By U.S. Ambassador to Tanzania Mark B. Childress | July 4, 2016
As the United States celebrates the 240th anniversary of our Independence, I am reminded that America, like Tanzania, strives for peace, stability and economic growth for all its citizens. On the 4th of July, we celebrate our Constitution, a cherished document that guarantees individual rights such as freedom of expression, freedom of assembly, and freedom of the press. We are proud of our representative democracy, which has for centuries developed the necessary checks and balances to safeguard peace and prosperity for all our nation’s citizens.
There is a spirited campaign underway to elect the next President of the United States of America. The next U.S. President will have significant power to set policy, but he or she will also be working within a system of checks and balances. These include a strong judiciary, an active two-party legislative branch, and an open press that brings information and ideas to the American people. In this context, I am mindful when Tanzanian voices raise concerns about the closing of democratic space, whether that be the banning of political rallies or restrictions to televising the sessions of Parliament. I believe the fight against corruption – an admirable goal of great importance to both our nations – need not be waged at the peril of debate, dissent, or free speech. In fact, it is this very creative tension between competing ideas that makes democracies stable, prosperous, and representative of the people.

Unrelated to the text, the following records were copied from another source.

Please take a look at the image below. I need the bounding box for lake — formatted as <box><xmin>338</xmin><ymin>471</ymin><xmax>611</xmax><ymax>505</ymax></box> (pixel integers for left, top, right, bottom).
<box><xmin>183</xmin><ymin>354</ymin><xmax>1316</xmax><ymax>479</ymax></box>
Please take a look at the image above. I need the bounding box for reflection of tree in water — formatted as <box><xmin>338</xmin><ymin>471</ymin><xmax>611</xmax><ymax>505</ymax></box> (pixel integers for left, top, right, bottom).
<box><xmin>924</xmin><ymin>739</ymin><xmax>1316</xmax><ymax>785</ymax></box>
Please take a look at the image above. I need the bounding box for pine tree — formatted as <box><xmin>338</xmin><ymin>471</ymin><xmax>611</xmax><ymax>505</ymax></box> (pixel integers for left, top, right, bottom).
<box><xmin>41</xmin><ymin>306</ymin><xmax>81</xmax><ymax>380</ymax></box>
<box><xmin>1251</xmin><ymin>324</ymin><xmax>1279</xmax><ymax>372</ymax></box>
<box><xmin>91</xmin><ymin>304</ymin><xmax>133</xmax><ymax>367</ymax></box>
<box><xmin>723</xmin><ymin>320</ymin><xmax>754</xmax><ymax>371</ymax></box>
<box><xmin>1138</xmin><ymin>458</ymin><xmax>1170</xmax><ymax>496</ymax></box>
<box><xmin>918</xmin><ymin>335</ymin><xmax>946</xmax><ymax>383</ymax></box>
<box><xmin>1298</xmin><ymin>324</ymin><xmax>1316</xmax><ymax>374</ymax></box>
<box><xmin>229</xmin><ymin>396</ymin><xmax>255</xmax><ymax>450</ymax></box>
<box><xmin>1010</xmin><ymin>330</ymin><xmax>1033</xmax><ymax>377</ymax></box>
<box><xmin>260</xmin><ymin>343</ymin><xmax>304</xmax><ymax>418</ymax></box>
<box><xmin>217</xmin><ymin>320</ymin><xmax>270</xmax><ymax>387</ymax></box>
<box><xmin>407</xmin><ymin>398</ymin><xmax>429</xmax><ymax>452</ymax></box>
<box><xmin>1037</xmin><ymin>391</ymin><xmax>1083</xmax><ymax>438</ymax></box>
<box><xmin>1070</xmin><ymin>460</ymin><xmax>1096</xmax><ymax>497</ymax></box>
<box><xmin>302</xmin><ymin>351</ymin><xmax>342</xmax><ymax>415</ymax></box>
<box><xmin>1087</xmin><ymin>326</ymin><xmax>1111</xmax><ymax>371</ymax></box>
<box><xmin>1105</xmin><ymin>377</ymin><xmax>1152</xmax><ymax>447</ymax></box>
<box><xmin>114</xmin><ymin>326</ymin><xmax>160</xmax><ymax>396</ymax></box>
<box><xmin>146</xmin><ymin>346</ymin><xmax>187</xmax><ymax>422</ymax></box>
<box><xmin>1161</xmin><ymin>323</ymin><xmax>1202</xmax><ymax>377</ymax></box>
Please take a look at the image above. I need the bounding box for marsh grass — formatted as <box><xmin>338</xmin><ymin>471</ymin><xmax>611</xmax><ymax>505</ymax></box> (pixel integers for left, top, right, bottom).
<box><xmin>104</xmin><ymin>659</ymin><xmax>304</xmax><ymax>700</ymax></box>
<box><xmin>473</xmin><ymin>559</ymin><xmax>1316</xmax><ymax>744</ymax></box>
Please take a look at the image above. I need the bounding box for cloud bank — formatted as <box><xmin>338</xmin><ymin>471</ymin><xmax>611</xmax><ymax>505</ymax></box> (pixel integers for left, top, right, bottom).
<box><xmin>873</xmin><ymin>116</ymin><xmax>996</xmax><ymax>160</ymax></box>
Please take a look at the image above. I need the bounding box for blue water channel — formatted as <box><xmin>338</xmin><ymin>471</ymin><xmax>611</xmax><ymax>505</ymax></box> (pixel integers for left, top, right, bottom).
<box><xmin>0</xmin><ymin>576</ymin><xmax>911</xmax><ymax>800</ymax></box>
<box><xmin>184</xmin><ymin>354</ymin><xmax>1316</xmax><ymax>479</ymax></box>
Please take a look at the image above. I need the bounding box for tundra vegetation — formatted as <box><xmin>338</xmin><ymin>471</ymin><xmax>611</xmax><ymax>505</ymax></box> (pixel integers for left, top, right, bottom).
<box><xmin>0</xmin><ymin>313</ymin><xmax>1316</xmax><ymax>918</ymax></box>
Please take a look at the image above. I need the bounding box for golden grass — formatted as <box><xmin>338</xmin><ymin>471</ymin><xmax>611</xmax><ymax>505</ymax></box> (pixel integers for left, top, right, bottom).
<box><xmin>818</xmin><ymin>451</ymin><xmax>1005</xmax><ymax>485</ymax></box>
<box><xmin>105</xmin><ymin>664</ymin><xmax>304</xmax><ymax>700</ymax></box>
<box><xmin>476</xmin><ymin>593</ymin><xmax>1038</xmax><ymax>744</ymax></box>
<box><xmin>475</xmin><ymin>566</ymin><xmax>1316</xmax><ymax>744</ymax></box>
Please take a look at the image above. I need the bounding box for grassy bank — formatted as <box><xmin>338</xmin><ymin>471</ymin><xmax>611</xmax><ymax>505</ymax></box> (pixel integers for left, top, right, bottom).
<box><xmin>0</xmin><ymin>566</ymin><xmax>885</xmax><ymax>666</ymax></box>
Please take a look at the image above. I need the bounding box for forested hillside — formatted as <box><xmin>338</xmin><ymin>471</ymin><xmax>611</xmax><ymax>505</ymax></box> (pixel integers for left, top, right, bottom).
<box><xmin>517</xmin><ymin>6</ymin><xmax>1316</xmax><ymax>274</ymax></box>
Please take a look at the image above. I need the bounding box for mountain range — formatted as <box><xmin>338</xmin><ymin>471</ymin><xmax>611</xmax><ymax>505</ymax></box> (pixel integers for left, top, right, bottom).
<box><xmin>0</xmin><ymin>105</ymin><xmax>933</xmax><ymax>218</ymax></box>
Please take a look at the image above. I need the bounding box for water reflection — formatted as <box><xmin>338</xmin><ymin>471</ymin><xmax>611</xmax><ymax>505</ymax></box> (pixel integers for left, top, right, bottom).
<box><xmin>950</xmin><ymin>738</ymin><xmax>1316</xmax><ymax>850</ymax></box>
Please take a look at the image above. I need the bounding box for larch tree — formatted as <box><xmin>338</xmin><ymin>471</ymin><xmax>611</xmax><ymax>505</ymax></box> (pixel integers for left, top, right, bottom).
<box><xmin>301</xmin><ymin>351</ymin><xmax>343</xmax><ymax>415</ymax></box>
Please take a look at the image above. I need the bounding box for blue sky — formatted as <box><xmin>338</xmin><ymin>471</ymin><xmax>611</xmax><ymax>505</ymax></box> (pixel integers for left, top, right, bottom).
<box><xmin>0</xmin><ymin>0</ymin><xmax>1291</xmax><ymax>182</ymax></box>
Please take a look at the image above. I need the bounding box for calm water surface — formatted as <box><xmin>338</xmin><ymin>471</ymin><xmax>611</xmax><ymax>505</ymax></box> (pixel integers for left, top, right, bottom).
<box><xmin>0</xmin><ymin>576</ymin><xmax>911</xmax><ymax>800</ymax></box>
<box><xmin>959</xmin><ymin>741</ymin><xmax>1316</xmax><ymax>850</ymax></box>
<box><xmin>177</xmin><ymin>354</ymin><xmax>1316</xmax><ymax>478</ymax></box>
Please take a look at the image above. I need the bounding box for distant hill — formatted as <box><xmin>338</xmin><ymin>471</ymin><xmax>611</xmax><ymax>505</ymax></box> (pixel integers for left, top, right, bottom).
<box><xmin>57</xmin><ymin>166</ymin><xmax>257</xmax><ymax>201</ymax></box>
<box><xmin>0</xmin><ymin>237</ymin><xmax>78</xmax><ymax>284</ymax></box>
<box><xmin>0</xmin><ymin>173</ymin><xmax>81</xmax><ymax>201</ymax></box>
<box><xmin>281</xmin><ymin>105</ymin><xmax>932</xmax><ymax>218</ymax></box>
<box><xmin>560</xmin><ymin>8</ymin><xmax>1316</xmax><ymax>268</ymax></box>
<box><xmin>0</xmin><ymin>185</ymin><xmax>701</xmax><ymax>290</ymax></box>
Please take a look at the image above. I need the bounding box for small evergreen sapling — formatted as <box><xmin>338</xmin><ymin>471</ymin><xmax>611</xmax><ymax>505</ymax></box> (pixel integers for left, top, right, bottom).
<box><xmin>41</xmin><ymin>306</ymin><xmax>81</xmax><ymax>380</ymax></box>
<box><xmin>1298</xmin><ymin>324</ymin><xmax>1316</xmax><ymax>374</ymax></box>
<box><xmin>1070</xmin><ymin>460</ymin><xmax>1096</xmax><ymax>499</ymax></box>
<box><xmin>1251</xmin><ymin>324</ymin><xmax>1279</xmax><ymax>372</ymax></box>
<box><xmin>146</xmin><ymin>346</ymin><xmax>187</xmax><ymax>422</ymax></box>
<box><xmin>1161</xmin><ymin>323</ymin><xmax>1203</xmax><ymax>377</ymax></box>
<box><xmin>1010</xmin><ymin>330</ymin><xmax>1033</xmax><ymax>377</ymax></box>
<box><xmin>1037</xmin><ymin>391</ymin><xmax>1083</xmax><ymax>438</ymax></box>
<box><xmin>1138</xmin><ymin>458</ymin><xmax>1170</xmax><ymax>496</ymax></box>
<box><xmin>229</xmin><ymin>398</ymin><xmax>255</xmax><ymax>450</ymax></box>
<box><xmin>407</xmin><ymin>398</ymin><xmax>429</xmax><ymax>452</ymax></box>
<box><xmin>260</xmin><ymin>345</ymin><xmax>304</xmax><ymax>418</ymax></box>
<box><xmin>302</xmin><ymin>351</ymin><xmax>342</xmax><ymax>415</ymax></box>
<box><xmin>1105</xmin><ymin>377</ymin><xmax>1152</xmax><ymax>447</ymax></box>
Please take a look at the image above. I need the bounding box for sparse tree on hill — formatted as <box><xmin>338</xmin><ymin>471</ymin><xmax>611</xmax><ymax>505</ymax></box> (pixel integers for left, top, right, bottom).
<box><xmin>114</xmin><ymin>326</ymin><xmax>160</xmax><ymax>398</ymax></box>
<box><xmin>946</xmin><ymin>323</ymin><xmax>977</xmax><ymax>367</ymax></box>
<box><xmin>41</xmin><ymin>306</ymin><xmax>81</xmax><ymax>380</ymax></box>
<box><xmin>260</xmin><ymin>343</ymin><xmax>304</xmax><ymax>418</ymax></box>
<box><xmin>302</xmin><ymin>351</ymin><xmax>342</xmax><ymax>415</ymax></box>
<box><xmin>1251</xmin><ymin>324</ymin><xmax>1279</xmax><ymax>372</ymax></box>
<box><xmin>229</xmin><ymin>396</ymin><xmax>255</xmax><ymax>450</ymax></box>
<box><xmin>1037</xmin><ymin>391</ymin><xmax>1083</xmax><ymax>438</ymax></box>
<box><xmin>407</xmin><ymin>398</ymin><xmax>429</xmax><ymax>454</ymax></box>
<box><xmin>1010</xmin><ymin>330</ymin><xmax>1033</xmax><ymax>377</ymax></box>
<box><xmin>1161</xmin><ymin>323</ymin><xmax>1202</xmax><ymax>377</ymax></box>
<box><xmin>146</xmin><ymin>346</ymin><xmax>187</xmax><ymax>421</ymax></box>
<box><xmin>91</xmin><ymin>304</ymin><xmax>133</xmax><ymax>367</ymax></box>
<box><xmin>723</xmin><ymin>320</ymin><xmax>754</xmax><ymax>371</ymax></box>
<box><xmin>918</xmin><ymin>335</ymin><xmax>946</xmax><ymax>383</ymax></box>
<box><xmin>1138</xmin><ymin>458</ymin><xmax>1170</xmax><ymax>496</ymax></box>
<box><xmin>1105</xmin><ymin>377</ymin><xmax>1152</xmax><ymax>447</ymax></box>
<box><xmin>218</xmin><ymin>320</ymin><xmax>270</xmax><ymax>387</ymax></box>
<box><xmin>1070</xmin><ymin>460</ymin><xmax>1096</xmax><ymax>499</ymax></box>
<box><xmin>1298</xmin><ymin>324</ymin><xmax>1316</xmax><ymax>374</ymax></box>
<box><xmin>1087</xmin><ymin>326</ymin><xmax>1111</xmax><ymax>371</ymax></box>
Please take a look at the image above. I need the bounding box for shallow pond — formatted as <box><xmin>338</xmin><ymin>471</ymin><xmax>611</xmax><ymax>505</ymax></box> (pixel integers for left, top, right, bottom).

Like my predecessors before me, I support Tanzania’s quest for peace and prosperity. The American people are proud of our long and enduring friendship with the people of Tanzania and, as the largest bilateral development partner, of our continued investment in many areas, including health, education, agriculture, and economic growth. Our shared goals and friendship underscore the similarities in our two nations’ current public discussions about appropriate checks and balances among the three branches of government, and the vital importance of a free press that can accurately report the actions of government to the citizenry. Indeed, open debate over the government’s ability to faithfully represent the needs of its citizens and safeguard their peace and prosperity led my country to declare its independence 240 years ago. Americans struggled then, and we continue to struggle today, through this often fiery dialogue in society and politics. I believe, for the United States and all healthy democracies, we are all the stronger for it.